Re: [PATCH v3] repack: enable bitmaps by default on bare repos

Derrick Stolee <stolee@xxxxxxxxx> · Fri, 24 May 2019 06:33:00 -0400

On 5/24/2019 3:24 AM, Jeff King wrote:
> On Thu, May 23, 2019 at 08:53:56AM -0400, Derrick Stolee wrote:
> 
>>> I spent a while thinking and experimenting with this tonight. The result
>>> is the patch below. Ævar, do you still have a copy of the repo that
>>> misbehaved? I'd be curious to see how it fares.
>>
>> This patch caught my attention, and I think I understand some of the issues
>> at hand. I'm not well-versed specifically in Git's bitmap implementation.
>> The fundamental ideas are there, but my perspective is biased by my own
>> independent bitmap implementation for Azure Repos. What worked there may not
>> work at all here.
> 
> Thanks for looking at this. There are a lot of short-comings in the
> current bitmap implementation, so if there's a better way to do things,
> I'm not opposed to moving to a new format. :)
> 
>>> Finding the right trees to explore is a little tricky with bitmaps.  In
>>> a normal traversal, we consider the "edges" to be worth exploring.
>>> I.e., the places where an UNINTERESTING commit is the parent of an
>>> interesting one.
>>
>> This is the "commit frontier" which I bring up again below.
> 
> Right. I actually had trouble coming up with a succinct way of
> describing this, and stole the definition from your recent blog post. ;)
> 
>>> But with bitmaps, we don't have that information in the same way,
>>> because we're trying to avoid walking the commits in the first place. So
>>> e.g., in a history like this:
>>>
>>>   A--B--C
>>>       \
>>>        D
>>>
>>> Let's imagine we're computing "C..D", and that D has a bitmap on disk
>>> but C does not.
>>
>> (As I read your discussion below, I'm confused. For "C..D", C is a have
>> and D is a want. We should explore all the haves _first_, then walk the
>> wants, right?)
> 
> I think I may have confused things by starting my description with a
> hypothetical combined want/have walk. To take a step back: the problem
> we were discussing is that we spend a lot of time reading trees to fill
> in the "have" bitmap, even though most of those objects are unlikely to
> be in the "want" in the first place (only the frontier trees are really
> useful).

Thank you for resolving my confusion.

[snip]

> As I said earlier in the thread, I suspect our commit selection is not
> great. It's mostly some heuristics we threw together in 2013, and I
> don't think it was tested very thoroughly. So fixing that may be a
> simpler approach.

It's a hard problem! There are no _sure_ answers here, and what works in
some cases will probably not work in other cases.
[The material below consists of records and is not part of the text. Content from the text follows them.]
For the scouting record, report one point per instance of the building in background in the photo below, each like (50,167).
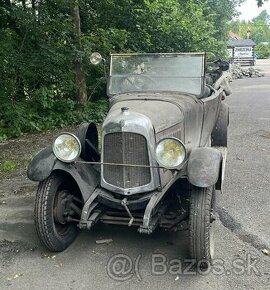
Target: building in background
(241,50)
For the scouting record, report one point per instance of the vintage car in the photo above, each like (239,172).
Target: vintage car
(161,158)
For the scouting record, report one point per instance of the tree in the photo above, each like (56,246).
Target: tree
(77,63)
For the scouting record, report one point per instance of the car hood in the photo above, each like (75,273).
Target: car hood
(164,111)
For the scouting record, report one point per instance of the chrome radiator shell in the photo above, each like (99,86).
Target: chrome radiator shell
(128,138)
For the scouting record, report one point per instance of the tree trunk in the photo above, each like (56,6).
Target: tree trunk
(81,95)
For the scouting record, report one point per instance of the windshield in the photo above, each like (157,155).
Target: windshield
(156,72)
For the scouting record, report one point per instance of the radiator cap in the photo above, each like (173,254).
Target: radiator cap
(125,110)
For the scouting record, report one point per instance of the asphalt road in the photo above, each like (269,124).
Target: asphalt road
(242,230)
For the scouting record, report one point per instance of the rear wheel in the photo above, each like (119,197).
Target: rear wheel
(57,207)
(201,225)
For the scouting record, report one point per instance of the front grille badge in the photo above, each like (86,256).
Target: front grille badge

> What I was wondering here was whether we could get an easy fix based on
> the same frontier ideas that the non-bitmap walk uses.

[snip]

> But doing that commit walk to find the frontier negates part of the
> purpose of using the bitmaps, which is avoiding even walking commits.
> Going back to a variant of our example:
> 
>   A -- B -- C_1 -- .. -- C_1000
>         \
> 	 D_1 -- .. -- D_1000
> 
> If we have a bitmap at C_1000 and D_1000, we don't have to walk any
> commits at all. But finding the frontier requires walking 2000 commits.

In my opinion, walking commits is easy (easier with the commit-graph)
and walking trees is hard. We probably _should_ do more commit walking if
it helps avoid walking some trees.

> Is there a way to find it with just bitmaps? You can certainly find the
> intersection, but you don't have any idea which of the many shared
> commits is the merge base. Of course in this example you don't actually
> care about the frontier (you have the full answer immediately). But how
> do you decide which way to optimize: try to avoid walking commits to
> get a quick answer from bitmaps, or prefer to walk some commits to find
> the frontier and avoid opening too many trees?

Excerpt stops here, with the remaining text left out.